For further information and to sign up for the Narrative Science newsletter, please email Dr Dominic Berry: d.j.berry@lse.ac.uk

Children's Growth During A Long-run Health Transition: Britain In International Perspective 1850-1995 - Dr Eric Schneider

Funded by the ESRC, this project seeks to reconstruct the growth pattern of British children from the mid-nineteenth century to the present, to understand how improvements in nutrition, sanitation, and medical knowledge during Britain’s long-run health transition from 1850 onwards influenced children’s growth pattern in terms of height, weight and BMI. The data produced will supply a longer-run perspective on the immediate and intergenerational factors influencing children’s growth in Britain and internationally and indicate how the shift from an unhealthy to more healthy growth pattern took place.

The project is led by Dr.
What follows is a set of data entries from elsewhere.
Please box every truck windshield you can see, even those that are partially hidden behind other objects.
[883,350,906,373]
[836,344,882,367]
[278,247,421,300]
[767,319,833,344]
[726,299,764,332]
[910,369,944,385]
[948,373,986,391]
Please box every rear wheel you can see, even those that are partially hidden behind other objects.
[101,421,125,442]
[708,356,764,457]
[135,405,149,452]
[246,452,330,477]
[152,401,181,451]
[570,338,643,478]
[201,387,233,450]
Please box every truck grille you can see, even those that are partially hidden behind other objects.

Eric Schneider (e.b.schneider@lse.ac.uk), and full details of the project can be found here:

Money markets and trade in early industrialisation: Britain and Japan, 1760–1860 - Professor Janet Hunter

Recent research has indicated that long distance commerce, with its growing need for credit, played a crucial role in the formation and integration of financial markets in early modern Europe. The project will explore this interaction in comparative and global perspective by compiling a data set on the nationwide linkages of financial agents in Britain and Japan for the period 1760-1860, and undertaking the first systematic analysis of nationwide financial and informational flows between metropolitan and provincial agents. The project will make a major contribution to our understanding of the interplay between trade, finance and economic development.
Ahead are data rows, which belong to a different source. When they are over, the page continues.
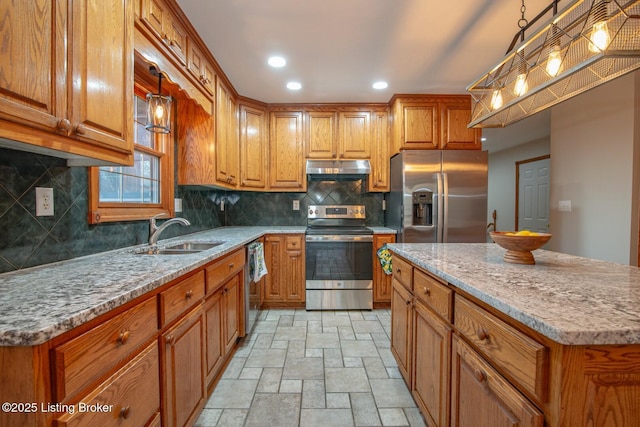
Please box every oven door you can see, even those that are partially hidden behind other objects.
[305,235,373,310]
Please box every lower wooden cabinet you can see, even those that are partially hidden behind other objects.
[451,336,544,427]
[263,234,305,307]
[160,304,206,426]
Analysis of the empirical evidence will focus on three main questions: 1. How far were areas engaged in long distance commerce more likely to be linked financially with the metropolis? The data will help identify the timing of, and geographical variations in, the creation of regular financial correspondence between provincial and metropolitan financial agents, and show the density of credit flow between them. 2. To what extent were provincial financiers incentivized to interact with metropolitan financiers by the pressure of growing demands for credit from the local mercantile community? Analysis of the profile data of financial agents will allow us to identify the nature of their businesses, and their relationships with the local mercantile communities through trade specialization, commercial organizations and local regulatory authorities. 3. What were the factors that led metropolitan financiers to enter into regular financial partnerships with provincial agents? The profile data of metropolitan financiers will allow us to examine business size, business and social interactions, and relationships with political authorities.
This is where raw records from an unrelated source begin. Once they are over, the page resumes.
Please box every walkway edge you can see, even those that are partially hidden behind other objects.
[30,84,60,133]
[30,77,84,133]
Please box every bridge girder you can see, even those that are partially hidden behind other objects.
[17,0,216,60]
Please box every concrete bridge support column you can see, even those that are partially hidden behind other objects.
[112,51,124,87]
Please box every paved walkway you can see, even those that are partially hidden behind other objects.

More details are available here:  Money markets and trade in early industrialisation: Britain and Japan, 1760–1860 

Read Discussion Paper No. 1: Defining Provincial Financial Agents in England and Japan, Mina Ishizu

Economic Outcomes Flowing From The Revolutionary And Napoleonic Wars 1793-1815 - Professor Patrick O'Brien

Funded by the Leverhulme Trust and with support from LSE, a network of European economic historians has been formed to examine contrasts in the economic outcomes and potential for long term development that flowed from the Napoleonic wars for several major European economies (including Britain, France, Spain, Portugal, Italy, the Netherlands and Germany) their overseas colonies. The network will also create case studies for a major book which aims to exemplify the insights obtained from reciprocal comparisons and the value of research in economics and history based upon collaboration. 

The Lead Investigator is (Patrick O’Brien)  located at LSE.